1. Cut out soda, all of it, even diet. Water Water Water, no powerade or anything like that, too many sugars
2. Milk, I choose to drink 1% I use to drink whole milk. over the past 4 years by cutting out my soda and dropping down to 1% I have lost over 20 lbs of fat. Fatloss is mainly from the milk
First off. I wake up in the morning and go for a 30 minute jog. This is good for you because it causes your body to break down fat cells and use them as energy
My food intake usually consists of Egg whites, salads, chicken, lean beef and most seafood products, namely salmon, swordfish, cod, scrod ect
For pills I take Omega 3s, Tyrosine, multi vitamin, green tea extract, Arginine and Glutamine
Protein I take ISOPure
Crap, I have to actually get going haha, I'll put my workout schedule in here later on. Enjoy
Alright Im back, Im going to throw out my work out reg. Like I said this works for me, might work for others but not everyone. Im also a big fan of super sets
First things first, I get to the gym, I hope on an elliptical for 5 minutes, just to get the blood flowing. You never want to do your cardio first because it takes away good energy you could use in the gym. I usually rest between 45sec to 1 min. Or until my body tells me its good to go, always listen to your body.
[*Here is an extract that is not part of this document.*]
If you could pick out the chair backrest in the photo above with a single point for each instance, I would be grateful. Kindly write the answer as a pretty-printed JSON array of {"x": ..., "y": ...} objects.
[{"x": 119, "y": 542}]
Dotted lines means superset with
Day 1: Bi's and Tris
Arm curl warm ups 50% weight, two sets
arm curls 10-10-8
----------------
Skull Crushers 10-10-8
Monkey Curls 10-10-8
--------------------
Reverse Arm Extensions 10-10-8
Incline Curl 10-10-8
------------------
Dips ( I usually put plates on my legs when I dip, dont go right into that make sure you can handle your own body weight)
Barbell curls Drop Sets (Drop sets are when you do 60 lbs as many times until you cant do it anymore, then drop it, and go to 50lbs and do those until you cant do it, and so on and so forth)
Tricep extentions on machine 10-10-8
Reverse Barbell curls 10-10-8
Close grip press 10-10-8
Forarm curls and reverse forarm curls (These are the most neglected parts of your workout, you need to do them, it'll help you lift larger weights)
Then after that I usually ride the bike for 30-45 minutes, makeign sure to increase and decrease the difficulty, it messes with the blood pressure causeing you to burn more
Day 2 Legs
5 Minute Cardio pre workout
Mountain climbers 1 minute 3 times
Step Ups 10 times each leg (just find a stable bench or use the shoulder press back)
Lunges NON STATIONARY 10 reps each leg
Calf raises 10 reps each leg
Sumo Squats 10-10-10
Leg Extensions 10-8-6
--------------------
Calf Curls 10-8-6
Caridio 30 minutes whatever you want
Day 3 Chest and Back (my favorite day)
Close Grip Pulldown 2 Warm up sets 50% weight
Close Grip Pulldown 10-10-10
Free weight Press 10-10-10
--------------------------
Free weight Bench Row (back parrallel with bench and its looks like you're starting a lawn mower)
Bench Press 10-10-10
---------------------
Barbell Row 10-10-10
Incline Flies 10-10-10
--------------------
Dumbell Pull over 10-10-10
Incline Bench 10-10-10
---------------------
T-Bar Row 10-10-10
Romanian Deadlifts 8-6-4
Standing Cable Row 10-10-10
Day 4 Shoulders
Military Press Machine 2 Warm up sets 50% weight
Military Press Machine 10-10-10
Side arm rasies 8 sets each arm 10-10-10-10-10-10-10-10
Upright row 10-10-10
--------------------
Switch to wide grip and Press 10-10-10
T,Y,I (You make what looks like a T, Y and I with your arm 1 rep is a T, Y,I) 10-10-10
Barbell Shrugs 10-10-10
----------------------
Free weight shrugs 10-10-10 (about 50-75% weight)
Arnold Press 10-10-10
Day 5 Caridio
Do whatever you want for cardio, do stationary, do activities whatever, racquetball is always good.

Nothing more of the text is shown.